Ministra Kyenge: “Balotelli forte e italiano, qualcuno si è sentito minacciato”

Ministra Kyenge: "Balotelli forte e italiano, qualcuno si è sentito minacciato" (Ansa)
Ministra Kyenge: “Balotelli forte e italiano, qualcuno si è sentito minacciato” (Ansa)

MILANO – La ministra Kyenge è stata intervistata in esclusiva da Valerio Picconi della ‘Gazzetta dello Sport‘. Riportiamo alcuni passaggi dell’articolo.

“Da ragazzina in Congo che altro sport le piaceva?
«Nuotavo. Ora vedo volentieri la pallavolo e naturalmente anche l’atletica».
Campionessa preferita?
«Ammiravo Fiona May e i suoi salti ».
E ora?
«C’è una nuotatrice che stimo moltissimo: Miriam Corsini. Nata da mamma mozambicana e da papà italiano, gareggia per il Mozambico senza dimenticare l’orgoglio di sentirsi italiana».
Tifa per qualche squadra di calcio?
«No, solo per la Nazionale».

Non è traumatico scoprire che un po’ del Paese non riesce a sopportare di essere rappresentato da lei? Insomma, come reagire? Ridimensionando o prendendo di petto?

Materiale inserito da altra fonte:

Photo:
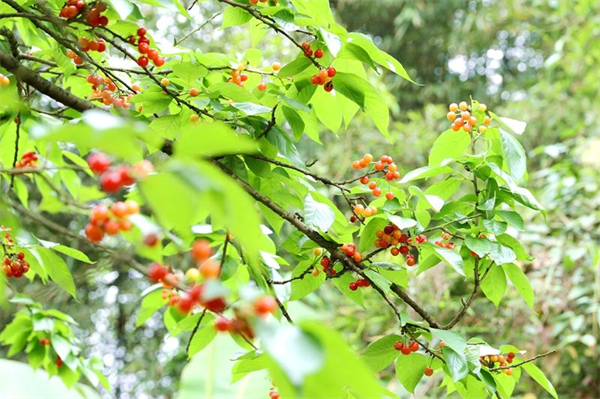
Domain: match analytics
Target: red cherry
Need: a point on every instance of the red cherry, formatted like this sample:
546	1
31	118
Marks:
222	324
110	181
99	162
157	272
143	48
93	233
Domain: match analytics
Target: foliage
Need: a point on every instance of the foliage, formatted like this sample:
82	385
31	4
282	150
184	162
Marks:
224	167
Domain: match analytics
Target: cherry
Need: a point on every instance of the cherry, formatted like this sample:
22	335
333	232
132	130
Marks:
210	269
111	227
93	233
414	346
265	305
222	324
150	240
157	272
201	250
99	162
119	209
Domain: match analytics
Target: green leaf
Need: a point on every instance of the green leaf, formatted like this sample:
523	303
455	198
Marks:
539	377
494	285
402	223
449	256
409	370
234	16
513	218
203	336
449	144
514	155
456	363
495	227
213	139
317	214
294	67
520	281
367	235
381	353
452	339
501	254
481	246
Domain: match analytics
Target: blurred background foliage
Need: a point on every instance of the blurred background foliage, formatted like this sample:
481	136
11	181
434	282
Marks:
531	60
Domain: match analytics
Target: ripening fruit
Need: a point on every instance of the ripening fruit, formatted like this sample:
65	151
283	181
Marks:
265	305
99	162
143	61
210	269
201	250
192	275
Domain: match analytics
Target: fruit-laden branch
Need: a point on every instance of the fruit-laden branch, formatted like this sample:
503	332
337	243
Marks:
42	85
271	23
330	246
523	362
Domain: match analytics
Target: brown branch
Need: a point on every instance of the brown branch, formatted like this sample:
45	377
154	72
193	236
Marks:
269	22
44	86
523	362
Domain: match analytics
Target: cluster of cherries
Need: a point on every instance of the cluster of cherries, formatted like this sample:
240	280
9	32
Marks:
27	160
324	78
318	53
93	16
113	179
384	164
273	394
445	236
110	221
237	77
15	265
103	89
461	117
361	282
491	360
147	53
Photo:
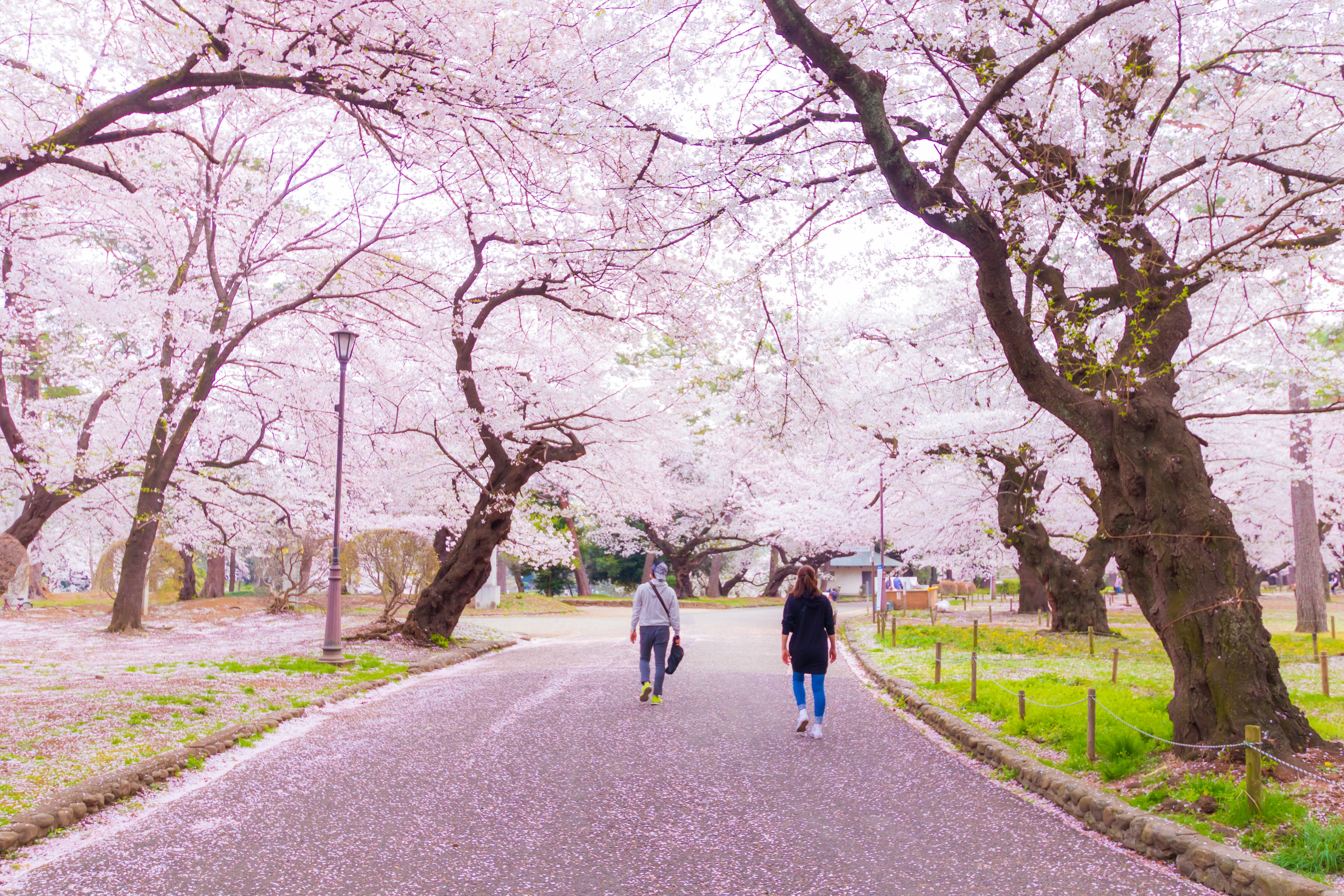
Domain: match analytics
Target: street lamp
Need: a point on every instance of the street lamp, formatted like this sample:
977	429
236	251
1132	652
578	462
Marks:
881	602
344	343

«Sei sei un buon amministratore o un leader politico devi saper riconoscere questo disagio, capirne le cause, trovare gli strumenti giusti e il modo di comunicare per reagire».

E qual è questo modo?
«Il razzismo è aiutato dalla crisi, dalla paura, dall’insicurezza, da un’idea di diversità che non viene presentata mai come ricchezza. La realtà è cambiata in modo velocissimo e la comunicazione non è riuscita a reggere questo ritmo… In fondo a me sta succedendo quello che è accaduto anche con Balotelli».

In che senso?
«Fino a che Balotelli era un giocatore italiano e basta, magari all’estero, lo si è in qualche modo accettato. Poi ha rappresentato l’Italia, giocando in Nazionale, vincendo, segnando. A quel punto qualcuno si è sentito minacciato. Un po’ quello che è accaduto con la nascita del mio Ministero. Tutto sta nella paura della diversità, per questo bisogna saper cambiare anche il modo di comunicarla».

E intanto la stagione calcistica è ricominciata con un giocatore che ha lasciato il campo, stufo dei cori razzisti peraltro in un’amichevole. Finendo pure sotto accusa per «essersi fatto giustizia da solo».

«Il problema di come reagire, in campo e fuori, è delle istituzioni sportive. Ma chi gioca è sotto stress e non tutti siamo uguali: quando uno è così stressato è difficile dirgli “potevi far questo o quest’altro”.